4) Lots of people who voted clearly do not pay attention to politics. While I found the photo bomb on McConnell in Kentucky hilarious, it was pretty obvious a couple months ago he was going to win that race and win it comfortably. It was called almost immediately because it was clearly won months ago. The question mark was the margin, which was higher than polls suggested. That was an ominous sign that portended several other defeats, including some unexpected governorships. Kasich as governor was in a similar boat as that race was settled months ago (and won by an even more comfortable margin as Fitzgerald was one of the "own goal" Democrats). People who don't pay attention to these horse races and just show up to vote don't really have valid complaints to make and their surprise is particularly off-putting as pathetic. What people should be doing is spending some of the time ahead of the elections trying to make the argument against McConnell or Kasich or for their candidate of preference in some conversation with other human beings. This rather quickly establishes how strong a candidacy is even without referencing polling data as you'd know immediately there's a ton of people around who don't share your views and may need to be talked to or argued with or that you live in a bubble of people who agree with you and need to talk to a few strangers for sampling purposes. Instead of showing up on election day and suddenly being surprised there's legions of people who voted for the other guy and calling it a day. There is no actual prohibition against talking about politics and policy matters. Most people just don't like fighting over it because they're usually ill-informed and think they aren't.

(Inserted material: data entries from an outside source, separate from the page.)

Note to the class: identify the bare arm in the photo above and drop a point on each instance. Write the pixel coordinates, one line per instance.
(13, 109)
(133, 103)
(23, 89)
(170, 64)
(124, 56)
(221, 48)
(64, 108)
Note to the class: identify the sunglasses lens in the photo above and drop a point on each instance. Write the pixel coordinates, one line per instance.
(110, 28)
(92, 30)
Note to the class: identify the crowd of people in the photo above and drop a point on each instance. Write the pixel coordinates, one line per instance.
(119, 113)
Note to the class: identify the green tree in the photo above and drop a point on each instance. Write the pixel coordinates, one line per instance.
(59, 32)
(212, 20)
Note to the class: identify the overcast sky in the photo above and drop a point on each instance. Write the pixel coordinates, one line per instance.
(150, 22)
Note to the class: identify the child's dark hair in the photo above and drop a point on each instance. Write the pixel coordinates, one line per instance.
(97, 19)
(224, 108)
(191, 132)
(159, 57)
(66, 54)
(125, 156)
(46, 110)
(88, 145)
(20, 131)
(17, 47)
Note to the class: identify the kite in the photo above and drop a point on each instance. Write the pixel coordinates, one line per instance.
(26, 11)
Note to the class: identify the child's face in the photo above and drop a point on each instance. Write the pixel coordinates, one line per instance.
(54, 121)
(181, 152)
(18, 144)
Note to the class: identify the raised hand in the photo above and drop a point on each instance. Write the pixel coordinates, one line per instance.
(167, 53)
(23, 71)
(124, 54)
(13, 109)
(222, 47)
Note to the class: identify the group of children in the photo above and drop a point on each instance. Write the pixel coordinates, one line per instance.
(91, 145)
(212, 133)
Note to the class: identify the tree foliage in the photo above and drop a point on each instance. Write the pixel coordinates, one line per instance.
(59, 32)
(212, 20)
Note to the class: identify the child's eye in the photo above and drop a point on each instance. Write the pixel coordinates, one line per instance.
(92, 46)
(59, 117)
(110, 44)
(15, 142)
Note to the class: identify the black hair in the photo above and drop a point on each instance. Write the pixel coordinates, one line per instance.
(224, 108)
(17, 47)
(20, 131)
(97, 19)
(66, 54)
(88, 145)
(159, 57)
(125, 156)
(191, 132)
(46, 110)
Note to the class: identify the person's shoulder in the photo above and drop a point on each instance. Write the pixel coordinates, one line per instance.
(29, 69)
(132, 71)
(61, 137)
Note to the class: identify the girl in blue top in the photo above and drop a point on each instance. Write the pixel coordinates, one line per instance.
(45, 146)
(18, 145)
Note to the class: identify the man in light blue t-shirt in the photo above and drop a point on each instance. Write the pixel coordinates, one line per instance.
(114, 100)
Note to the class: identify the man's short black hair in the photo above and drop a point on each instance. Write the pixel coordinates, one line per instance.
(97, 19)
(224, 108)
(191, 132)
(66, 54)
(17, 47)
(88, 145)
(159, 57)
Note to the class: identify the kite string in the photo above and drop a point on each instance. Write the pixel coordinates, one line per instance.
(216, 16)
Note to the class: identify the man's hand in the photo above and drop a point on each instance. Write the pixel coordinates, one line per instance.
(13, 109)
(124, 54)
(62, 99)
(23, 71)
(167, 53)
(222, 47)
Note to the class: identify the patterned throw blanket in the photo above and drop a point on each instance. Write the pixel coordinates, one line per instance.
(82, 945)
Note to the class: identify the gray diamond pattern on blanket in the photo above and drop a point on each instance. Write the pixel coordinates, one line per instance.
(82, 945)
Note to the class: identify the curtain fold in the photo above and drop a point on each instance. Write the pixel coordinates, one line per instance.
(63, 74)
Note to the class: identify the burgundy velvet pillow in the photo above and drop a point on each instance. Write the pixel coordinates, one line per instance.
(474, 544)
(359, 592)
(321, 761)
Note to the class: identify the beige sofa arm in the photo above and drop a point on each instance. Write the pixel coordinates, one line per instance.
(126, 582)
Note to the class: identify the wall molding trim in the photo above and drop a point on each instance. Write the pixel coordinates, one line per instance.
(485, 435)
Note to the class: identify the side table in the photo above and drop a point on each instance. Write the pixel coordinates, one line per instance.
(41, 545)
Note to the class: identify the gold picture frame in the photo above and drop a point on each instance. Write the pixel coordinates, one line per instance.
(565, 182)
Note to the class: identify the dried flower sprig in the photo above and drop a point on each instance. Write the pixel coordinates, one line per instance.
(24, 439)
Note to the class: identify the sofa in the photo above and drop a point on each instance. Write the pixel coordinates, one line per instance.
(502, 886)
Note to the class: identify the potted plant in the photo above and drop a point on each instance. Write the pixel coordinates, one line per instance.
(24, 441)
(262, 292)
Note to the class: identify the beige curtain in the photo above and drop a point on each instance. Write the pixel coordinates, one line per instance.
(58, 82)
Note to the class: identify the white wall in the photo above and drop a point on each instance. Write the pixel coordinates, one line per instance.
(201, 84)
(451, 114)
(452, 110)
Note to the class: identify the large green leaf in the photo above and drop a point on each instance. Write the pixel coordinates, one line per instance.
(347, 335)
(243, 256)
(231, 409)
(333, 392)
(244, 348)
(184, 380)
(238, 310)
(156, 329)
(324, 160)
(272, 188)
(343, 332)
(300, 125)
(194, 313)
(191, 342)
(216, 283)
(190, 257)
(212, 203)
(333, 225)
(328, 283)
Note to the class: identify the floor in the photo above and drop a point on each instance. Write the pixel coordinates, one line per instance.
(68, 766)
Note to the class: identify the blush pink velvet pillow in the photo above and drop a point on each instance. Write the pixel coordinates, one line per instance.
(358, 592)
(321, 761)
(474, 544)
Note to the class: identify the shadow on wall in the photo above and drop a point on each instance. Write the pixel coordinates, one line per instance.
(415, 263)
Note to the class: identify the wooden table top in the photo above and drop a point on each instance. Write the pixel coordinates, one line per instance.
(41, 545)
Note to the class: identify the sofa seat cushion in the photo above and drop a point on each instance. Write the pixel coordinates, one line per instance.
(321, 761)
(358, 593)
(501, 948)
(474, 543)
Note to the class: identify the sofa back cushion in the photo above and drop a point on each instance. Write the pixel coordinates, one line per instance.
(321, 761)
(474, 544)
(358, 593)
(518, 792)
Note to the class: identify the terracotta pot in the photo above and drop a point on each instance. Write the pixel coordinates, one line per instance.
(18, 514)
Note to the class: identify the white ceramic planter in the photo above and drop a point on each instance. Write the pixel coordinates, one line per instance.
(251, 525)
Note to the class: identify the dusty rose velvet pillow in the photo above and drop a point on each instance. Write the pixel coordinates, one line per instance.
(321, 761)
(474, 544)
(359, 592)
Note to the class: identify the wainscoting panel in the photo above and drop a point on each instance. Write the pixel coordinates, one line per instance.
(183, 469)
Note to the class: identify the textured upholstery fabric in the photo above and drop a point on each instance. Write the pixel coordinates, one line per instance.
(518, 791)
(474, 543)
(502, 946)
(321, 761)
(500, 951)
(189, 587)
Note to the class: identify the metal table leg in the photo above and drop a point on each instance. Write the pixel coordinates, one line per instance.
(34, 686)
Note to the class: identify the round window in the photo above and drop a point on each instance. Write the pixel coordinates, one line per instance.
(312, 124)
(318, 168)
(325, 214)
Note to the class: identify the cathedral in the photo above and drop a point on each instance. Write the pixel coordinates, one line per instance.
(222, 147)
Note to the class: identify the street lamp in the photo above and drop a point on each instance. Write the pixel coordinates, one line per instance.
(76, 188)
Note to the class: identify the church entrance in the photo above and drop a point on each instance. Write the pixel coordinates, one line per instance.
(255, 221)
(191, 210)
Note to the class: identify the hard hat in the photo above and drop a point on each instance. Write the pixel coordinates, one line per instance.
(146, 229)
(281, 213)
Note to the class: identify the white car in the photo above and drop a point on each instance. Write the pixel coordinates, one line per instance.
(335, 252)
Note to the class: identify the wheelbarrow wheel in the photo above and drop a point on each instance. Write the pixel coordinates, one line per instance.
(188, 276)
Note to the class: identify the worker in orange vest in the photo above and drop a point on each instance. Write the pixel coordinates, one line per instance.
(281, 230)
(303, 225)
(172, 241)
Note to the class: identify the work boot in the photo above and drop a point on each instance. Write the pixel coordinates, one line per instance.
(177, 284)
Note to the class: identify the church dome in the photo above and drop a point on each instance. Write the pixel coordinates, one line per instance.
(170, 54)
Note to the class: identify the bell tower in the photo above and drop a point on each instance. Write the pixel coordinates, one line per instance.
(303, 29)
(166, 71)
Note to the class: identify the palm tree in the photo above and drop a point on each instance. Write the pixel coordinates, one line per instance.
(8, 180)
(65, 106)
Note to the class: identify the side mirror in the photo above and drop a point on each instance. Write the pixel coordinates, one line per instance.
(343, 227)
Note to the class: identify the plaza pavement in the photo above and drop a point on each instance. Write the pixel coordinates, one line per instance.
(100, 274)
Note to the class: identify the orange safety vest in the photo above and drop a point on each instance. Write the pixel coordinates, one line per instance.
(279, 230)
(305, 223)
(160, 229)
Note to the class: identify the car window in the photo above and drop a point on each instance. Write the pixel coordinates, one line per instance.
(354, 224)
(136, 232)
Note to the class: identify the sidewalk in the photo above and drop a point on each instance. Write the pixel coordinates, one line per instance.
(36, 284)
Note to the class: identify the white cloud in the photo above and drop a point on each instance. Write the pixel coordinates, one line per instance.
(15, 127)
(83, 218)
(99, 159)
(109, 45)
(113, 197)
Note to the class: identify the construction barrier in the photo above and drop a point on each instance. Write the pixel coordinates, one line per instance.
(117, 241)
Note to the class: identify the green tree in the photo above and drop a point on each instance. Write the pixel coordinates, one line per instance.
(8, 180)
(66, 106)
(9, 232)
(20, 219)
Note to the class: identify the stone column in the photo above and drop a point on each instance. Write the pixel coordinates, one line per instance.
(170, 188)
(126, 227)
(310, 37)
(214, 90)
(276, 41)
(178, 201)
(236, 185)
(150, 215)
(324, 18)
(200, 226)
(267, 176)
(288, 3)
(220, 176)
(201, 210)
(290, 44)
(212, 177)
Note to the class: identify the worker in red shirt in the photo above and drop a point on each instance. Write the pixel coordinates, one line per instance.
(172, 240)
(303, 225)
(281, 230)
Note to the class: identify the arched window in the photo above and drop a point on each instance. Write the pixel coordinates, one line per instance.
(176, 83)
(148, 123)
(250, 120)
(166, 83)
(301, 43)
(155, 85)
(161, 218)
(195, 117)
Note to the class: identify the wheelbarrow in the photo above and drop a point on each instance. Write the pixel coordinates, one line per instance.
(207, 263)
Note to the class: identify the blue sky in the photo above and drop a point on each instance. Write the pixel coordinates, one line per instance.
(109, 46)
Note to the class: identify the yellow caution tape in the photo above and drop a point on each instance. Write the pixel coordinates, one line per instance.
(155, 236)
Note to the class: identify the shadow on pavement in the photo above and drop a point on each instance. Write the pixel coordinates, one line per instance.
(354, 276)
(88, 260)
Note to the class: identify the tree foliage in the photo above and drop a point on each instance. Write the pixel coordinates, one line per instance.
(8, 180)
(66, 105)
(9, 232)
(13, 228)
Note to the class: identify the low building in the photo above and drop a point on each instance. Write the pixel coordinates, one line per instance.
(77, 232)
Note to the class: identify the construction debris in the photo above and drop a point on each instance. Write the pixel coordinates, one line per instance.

5) Something I think liberals don't often realize, and this goes back to the fear element: Politics is not about policy. It's about tribalism. Getting your tribe to stand up and shout down the other one. Sometimes it's about finding some other tribe (in another land) to unify against and shout down. Sometimes it's about picking fights within your own tribe. Mostly it's about shouting at other tribes though. It is not about ideology. It is not about political policy positions. Almost no one pays that much attention to know what those even are. Liberals, or to some extent moderates, and that rare band of independents, do care about those things. Some conservatives care about a few particular policies. But people, and especially conservatives, mostly care whether they are in charge of setting those policies and getting to lord that over their foes. As do many "liberal" political figures (Obama included). It isn't a contest about who has better arguments, who can debate the particulars of policy concerns and constraints, or even who looks better on TV. It's a contest about who gets to do things and try to brag about it and who gets to not do things and complain about what is being done.